The entire matter continued to get even more curious.

Anthony was quickly charged with giving false statements to law enforcement, child neglect, and obstruction of a criminal investigation. After an initial denial of bail, she was granted release after a bond of $500,000 was paid by the nephew of a California bail bondsman and bounty hunter, both of whom flew to Orlando to put up the money with no condition for collateral.

Some months later, Anthony was indicted by a grand jury on charges of first-degree murder, aggravated child abuse, aggravated manslaughter of a child, and four counts of providing false information to police.

Meanwhile, thousands of volunteers and law enforcement combed the greater Orlando area and Orange Co. in particular, searching for Caylee Anthony. Her body was found in the woods near Anthony’s home on December 11, 2008.

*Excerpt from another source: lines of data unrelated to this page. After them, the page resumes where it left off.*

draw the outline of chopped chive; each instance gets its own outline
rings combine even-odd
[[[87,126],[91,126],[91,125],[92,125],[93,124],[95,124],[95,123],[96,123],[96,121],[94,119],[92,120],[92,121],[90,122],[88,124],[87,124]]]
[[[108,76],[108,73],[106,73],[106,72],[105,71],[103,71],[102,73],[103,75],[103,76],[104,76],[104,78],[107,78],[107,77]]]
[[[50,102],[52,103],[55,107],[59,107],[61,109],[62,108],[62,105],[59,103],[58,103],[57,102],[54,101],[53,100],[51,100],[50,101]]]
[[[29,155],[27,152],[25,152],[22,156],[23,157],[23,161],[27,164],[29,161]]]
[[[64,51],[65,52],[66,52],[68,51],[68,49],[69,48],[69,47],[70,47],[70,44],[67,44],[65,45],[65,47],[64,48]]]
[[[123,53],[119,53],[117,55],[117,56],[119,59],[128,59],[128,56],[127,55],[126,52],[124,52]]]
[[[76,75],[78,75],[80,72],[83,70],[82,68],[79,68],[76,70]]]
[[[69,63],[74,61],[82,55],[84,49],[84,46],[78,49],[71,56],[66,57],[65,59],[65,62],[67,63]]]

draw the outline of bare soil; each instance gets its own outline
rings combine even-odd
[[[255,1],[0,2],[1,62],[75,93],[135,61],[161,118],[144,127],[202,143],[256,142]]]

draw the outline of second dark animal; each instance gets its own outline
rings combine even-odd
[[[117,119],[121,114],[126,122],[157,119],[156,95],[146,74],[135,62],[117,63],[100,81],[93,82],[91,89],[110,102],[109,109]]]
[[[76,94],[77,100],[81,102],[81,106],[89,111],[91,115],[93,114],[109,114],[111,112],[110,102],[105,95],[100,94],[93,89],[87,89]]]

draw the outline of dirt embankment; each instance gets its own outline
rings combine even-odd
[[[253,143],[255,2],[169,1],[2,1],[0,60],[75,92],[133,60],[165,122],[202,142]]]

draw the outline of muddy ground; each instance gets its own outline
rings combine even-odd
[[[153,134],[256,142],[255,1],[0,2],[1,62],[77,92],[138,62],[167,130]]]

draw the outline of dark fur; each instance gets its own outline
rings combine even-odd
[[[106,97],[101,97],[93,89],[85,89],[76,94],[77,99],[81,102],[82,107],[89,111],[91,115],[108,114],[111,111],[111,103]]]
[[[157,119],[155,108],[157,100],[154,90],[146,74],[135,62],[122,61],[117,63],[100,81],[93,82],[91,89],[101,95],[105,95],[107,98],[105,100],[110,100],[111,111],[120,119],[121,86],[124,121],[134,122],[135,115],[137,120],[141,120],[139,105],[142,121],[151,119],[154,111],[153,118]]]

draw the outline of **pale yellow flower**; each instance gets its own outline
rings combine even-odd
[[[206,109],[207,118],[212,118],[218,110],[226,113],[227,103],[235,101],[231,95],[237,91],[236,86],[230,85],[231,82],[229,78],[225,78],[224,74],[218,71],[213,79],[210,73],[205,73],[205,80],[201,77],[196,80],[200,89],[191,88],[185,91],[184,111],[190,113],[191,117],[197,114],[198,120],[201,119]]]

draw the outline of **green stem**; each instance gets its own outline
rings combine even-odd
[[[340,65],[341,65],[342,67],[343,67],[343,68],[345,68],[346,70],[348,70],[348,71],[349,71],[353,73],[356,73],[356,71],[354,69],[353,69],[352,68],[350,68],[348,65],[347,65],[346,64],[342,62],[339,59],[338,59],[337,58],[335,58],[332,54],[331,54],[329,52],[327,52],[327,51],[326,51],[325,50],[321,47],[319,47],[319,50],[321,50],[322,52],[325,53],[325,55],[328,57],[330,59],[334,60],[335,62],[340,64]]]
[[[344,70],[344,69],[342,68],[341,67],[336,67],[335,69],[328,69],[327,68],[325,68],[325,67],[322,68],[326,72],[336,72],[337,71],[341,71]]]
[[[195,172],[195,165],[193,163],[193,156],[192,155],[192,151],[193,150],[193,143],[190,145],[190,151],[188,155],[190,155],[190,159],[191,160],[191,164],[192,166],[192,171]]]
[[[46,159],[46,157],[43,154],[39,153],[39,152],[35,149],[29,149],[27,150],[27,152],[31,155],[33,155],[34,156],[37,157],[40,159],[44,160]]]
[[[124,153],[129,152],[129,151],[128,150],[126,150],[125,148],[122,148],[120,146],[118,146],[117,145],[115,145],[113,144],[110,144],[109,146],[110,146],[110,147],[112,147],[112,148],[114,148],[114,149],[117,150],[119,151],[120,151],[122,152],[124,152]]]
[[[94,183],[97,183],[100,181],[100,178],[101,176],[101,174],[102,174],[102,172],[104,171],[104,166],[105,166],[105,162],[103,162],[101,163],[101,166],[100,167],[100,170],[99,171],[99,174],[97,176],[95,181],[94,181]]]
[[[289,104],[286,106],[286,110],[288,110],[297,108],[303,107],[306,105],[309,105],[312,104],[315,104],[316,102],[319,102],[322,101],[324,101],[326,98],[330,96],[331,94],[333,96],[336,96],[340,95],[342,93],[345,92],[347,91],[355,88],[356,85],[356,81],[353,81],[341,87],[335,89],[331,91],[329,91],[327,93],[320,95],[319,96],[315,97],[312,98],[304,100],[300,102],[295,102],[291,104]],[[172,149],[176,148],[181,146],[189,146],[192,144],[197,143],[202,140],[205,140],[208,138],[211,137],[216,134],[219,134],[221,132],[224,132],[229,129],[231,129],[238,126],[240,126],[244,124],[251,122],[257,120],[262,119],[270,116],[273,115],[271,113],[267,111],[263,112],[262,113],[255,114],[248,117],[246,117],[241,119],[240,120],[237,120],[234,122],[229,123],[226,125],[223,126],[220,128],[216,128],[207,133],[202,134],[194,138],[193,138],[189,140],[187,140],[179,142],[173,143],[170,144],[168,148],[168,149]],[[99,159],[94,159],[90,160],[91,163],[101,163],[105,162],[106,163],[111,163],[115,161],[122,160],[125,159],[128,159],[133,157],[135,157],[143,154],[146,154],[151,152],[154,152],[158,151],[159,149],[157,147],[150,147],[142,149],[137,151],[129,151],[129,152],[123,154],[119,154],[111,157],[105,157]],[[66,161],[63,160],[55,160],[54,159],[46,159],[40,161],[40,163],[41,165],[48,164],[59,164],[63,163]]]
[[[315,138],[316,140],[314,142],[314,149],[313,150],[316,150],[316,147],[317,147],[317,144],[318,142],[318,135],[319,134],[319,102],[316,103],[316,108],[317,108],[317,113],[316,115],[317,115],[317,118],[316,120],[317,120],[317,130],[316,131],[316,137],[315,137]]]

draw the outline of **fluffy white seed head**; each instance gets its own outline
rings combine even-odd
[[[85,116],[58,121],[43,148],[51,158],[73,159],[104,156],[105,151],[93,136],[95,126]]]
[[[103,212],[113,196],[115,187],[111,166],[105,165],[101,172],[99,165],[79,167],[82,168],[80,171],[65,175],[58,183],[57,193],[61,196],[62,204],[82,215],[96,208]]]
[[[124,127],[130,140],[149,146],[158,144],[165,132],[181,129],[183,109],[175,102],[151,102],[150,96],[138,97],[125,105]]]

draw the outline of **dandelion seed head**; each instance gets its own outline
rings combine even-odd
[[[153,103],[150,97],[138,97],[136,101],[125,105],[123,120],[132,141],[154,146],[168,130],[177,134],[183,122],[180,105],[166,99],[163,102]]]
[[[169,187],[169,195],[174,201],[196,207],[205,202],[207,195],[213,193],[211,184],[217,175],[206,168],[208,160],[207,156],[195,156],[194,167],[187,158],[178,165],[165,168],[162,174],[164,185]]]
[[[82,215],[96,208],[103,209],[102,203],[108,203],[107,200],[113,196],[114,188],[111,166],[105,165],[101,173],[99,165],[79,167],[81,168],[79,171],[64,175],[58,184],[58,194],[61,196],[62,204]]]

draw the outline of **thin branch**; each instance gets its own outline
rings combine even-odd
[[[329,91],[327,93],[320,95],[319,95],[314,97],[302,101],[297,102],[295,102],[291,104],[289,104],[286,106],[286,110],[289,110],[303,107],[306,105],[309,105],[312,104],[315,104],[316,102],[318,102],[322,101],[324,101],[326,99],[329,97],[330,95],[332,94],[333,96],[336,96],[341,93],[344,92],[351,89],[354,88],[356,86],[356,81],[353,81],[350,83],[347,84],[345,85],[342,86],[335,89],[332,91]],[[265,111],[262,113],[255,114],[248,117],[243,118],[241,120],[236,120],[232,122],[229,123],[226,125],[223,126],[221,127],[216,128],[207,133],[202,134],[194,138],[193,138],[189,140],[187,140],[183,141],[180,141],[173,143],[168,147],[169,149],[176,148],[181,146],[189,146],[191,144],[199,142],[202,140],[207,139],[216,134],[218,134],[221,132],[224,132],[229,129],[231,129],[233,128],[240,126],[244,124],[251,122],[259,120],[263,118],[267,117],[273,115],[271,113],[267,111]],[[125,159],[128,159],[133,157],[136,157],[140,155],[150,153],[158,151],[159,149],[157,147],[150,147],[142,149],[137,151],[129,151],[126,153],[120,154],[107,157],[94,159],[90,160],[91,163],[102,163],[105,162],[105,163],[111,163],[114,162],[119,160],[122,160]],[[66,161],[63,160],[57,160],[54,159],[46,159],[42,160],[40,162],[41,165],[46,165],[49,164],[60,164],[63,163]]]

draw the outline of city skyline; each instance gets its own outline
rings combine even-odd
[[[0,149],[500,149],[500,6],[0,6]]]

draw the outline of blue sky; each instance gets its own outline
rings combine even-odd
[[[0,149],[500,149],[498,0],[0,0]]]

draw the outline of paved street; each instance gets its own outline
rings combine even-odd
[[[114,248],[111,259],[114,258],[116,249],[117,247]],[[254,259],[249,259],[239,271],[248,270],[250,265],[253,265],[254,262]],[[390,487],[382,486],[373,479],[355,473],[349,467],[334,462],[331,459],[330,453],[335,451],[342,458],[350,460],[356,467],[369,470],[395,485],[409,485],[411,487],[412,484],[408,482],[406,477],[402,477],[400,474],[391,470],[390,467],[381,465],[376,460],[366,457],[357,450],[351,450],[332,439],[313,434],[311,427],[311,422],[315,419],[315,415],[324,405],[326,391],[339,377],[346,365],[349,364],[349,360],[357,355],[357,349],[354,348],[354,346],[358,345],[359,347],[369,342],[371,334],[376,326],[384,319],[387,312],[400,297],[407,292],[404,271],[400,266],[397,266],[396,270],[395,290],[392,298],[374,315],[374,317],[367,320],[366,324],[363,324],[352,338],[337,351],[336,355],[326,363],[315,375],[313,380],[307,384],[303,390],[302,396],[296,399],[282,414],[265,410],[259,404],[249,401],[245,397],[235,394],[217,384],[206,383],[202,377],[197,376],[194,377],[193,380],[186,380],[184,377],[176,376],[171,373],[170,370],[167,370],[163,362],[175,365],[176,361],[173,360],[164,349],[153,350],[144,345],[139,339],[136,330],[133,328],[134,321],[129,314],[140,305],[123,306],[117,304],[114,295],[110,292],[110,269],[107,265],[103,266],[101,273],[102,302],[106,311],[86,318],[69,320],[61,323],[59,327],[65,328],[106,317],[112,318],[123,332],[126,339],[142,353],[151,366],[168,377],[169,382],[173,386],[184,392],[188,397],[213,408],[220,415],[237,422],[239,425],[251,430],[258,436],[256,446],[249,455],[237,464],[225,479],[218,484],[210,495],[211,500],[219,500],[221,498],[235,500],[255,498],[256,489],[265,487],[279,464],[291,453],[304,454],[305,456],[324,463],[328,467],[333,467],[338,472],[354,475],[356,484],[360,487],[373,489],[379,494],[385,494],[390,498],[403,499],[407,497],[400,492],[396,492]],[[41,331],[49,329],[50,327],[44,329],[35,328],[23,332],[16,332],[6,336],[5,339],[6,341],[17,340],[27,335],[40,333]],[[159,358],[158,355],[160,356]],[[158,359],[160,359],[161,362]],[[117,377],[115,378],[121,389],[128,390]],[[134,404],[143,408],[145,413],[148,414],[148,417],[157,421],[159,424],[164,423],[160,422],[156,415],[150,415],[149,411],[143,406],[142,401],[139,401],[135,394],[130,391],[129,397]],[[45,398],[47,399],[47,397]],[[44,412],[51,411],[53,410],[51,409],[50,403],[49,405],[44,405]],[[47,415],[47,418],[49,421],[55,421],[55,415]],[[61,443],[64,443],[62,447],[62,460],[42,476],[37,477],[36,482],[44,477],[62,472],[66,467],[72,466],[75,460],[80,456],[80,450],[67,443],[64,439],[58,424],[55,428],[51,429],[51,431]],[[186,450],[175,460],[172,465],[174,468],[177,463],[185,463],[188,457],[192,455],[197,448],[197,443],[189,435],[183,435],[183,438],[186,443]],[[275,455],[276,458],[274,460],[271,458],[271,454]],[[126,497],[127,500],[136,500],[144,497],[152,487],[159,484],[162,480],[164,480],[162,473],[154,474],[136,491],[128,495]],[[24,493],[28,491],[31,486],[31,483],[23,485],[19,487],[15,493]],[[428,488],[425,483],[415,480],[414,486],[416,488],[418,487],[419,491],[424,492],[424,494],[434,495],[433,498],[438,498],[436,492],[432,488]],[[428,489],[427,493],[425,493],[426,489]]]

After the six-week trial, during which the jury was sequestered given the sensationalism and influence the media apply to such cases, Anthony was acquitted of all of the charges except for providing false information to police. She was given a four-year sentence for that charge, but the sentence was suspended and credited as time served since her initial arrest.

The nation was largely aghast at her acquittal of the aforementioned charges of murder, child abuse and manslaughter, and that extended to the jurors who acquitted her as well.

A month after the trial’s conclusion, one juror spoke with People magazine and revealed that none of the jurors “liked Casey Anthony at all.”

“She seems like a horrible person,” the juror said. “But the prosecutors did not give us enough evidence to convict.”

He continued, “My decision haunts me to this day. I think now if I were to do it over again, I’d push harder to convict her of one of the lesser charges like aggravated manslaughter. At least that. Or child abuse.”

“I didn’t know what the hell I was doing, and I didn’t stand up for what I believed in at the time,” the unnamed juror recalled.

“They gave us a lot of stuff that makes us think that she probably did something wrong, but not beyond a reasonable doubt.”

Many of the jurors have moved away from their prior locales after they were publicly named.

Last year, Anthony remerged in the news when a woman poured a drink on her at O’Shea’s Irish Pub in West Palm Beach, Florida. The incident was evidently the result of a dispute over a man the two women had once dated.

When police arrived and questioned Anthony, she told them, “We dated the same person for a couple of years, Malcolm Allison…who is one of your sergeants.”

[Emphasis added]

“Whether they’re together or not together, she got upset that he had texted me. I let her know that he had. And she came inside and threw a drink at me.”


(Video: Daily Mail)

Anthony did not press charges against the other jilted lover.

Currently, Anthony lives in the South Florida home of Patrick McKenna, a 71-year-old private detective who happens to have been the lead investigator on her defense team.

If that name sounds familiar, it’s because McKenna was also the lead investigator for the defense team in the O.J. Simpson trial, another notorious murder acquittal.